Initially planned for 2020, then postponed due to the health crisis, this very beautiful exhibition is to be held from April 1 to June 30, 2024, the year of the 60th anniversary of diplomatic relations between France and China.

This exhibition, which will bring together works from the collections of the Palace of Versailles and the Imperial Palace Museum, will be an enriched version of the one already presented in 2014, in France. It aims in particular to illustrate the diplomatic policy initiated by Louis XIV towards his contemporary, the Kangxi Emperor, marked in particular by the sending to China, in 1685, of French Jesuit fathers who won the court of Beijing as the king’s mathematicians. The relationships of reciprocal trust and esteem, often overlooked, forged on this occasion, lasted until the end of the 18th century, and contributed to the birth in France of modern sinology.

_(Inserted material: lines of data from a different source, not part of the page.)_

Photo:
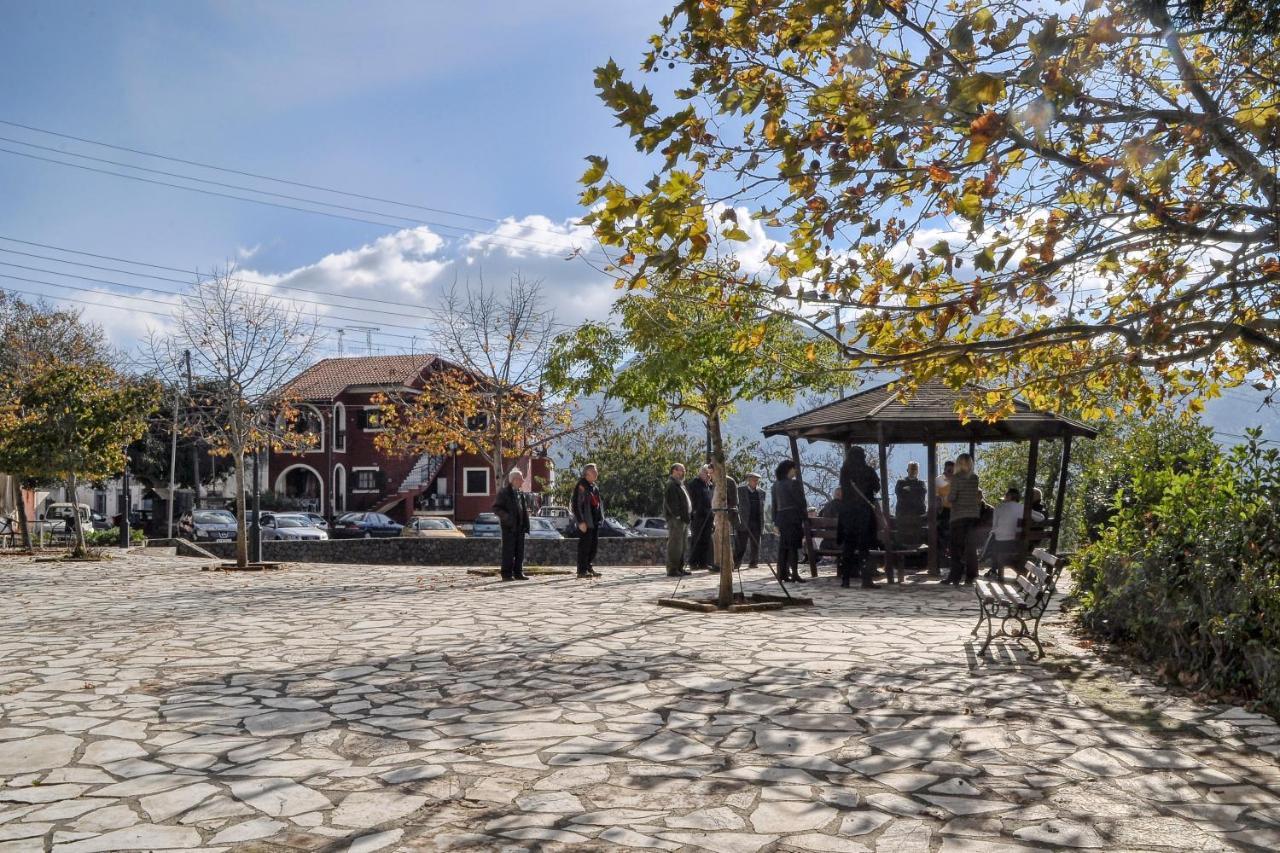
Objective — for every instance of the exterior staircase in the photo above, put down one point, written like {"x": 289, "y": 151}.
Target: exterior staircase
{"x": 417, "y": 480}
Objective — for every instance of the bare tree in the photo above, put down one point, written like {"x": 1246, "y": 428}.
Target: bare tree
{"x": 245, "y": 347}
{"x": 494, "y": 402}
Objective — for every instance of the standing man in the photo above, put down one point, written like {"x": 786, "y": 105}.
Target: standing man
{"x": 858, "y": 484}
{"x": 512, "y": 511}
{"x": 750, "y": 505}
{"x": 676, "y": 509}
{"x": 700, "y": 520}
{"x": 588, "y": 515}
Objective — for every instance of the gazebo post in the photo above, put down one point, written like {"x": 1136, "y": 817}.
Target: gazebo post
{"x": 808, "y": 528}
{"x": 1059, "y": 500}
{"x": 933, "y": 506}
{"x": 1032, "y": 463}
{"x": 883, "y": 460}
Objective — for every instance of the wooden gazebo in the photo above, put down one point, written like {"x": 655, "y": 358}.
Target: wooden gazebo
{"x": 881, "y": 416}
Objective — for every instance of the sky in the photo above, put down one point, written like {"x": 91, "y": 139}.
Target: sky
{"x": 479, "y": 113}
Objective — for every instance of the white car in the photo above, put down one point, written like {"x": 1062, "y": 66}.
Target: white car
{"x": 542, "y": 528}
{"x": 652, "y": 527}
{"x": 289, "y": 527}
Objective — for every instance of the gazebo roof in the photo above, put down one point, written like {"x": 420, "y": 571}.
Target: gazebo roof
{"x": 928, "y": 415}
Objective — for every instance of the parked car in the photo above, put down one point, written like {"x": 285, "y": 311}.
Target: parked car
{"x": 650, "y": 525}
{"x": 289, "y": 527}
{"x": 425, "y": 527}
{"x": 611, "y": 529}
{"x": 56, "y": 515}
{"x": 560, "y": 518}
{"x": 206, "y": 525}
{"x": 365, "y": 525}
{"x": 543, "y": 529}
{"x": 487, "y": 527}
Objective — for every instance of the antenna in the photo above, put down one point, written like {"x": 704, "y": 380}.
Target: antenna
{"x": 369, "y": 336}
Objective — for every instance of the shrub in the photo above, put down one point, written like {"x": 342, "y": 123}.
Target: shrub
{"x": 1185, "y": 568}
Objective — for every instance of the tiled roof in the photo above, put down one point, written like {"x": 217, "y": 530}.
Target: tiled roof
{"x": 328, "y": 378}
{"x": 928, "y": 414}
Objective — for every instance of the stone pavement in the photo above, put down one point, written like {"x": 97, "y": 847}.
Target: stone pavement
{"x": 147, "y": 706}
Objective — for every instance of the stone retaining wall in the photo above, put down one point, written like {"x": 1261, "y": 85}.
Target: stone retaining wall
{"x": 460, "y": 552}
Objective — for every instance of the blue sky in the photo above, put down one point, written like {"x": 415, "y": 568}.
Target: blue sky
{"x": 481, "y": 108}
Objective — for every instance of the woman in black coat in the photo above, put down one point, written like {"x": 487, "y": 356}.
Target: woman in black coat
{"x": 789, "y": 511}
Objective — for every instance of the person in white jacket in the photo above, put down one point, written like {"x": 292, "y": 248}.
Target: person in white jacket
{"x": 1005, "y": 546}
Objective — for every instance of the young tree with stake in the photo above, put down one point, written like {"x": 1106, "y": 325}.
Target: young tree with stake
{"x": 688, "y": 346}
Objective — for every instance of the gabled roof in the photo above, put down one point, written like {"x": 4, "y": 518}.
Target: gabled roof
{"x": 929, "y": 414}
{"x": 328, "y": 378}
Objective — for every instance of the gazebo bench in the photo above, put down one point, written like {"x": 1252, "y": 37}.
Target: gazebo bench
{"x": 1020, "y": 602}
{"x": 823, "y": 529}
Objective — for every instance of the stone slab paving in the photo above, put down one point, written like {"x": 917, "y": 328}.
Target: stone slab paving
{"x": 149, "y": 706}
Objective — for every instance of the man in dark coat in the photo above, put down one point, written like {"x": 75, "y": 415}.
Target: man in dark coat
{"x": 858, "y": 484}
{"x": 588, "y": 516}
{"x": 512, "y": 511}
{"x": 675, "y": 509}
{"x": 700, "y": 520}
{"x": 750, "y": 506}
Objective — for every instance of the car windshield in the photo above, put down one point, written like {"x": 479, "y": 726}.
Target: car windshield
{"x": 213, "y": 516}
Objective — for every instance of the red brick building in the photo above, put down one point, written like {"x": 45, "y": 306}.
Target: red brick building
{"x": 343, "y": 471}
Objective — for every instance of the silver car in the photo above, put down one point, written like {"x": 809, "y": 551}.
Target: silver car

The exhibition will also show how Chinese art has inspired French artists and intellectuals, whether in the field of painting, art objects, interior decor, architecture, garden art , literature, music or science.

Kangxi, 61 years of reign

By publishing a literary portrait of the Emperor of China presented to Louis XIV in 1697, the Jesuit missionary Joachim Bouvet (1656-1730) popularized the person of Kangxi throughout Europe. The work was republished in Paris three years in a row, translated into Latin by Leibniz, into English, into Dutch, into Italian. Kangxi was then forty-four years old and had reigned for thirty-six years.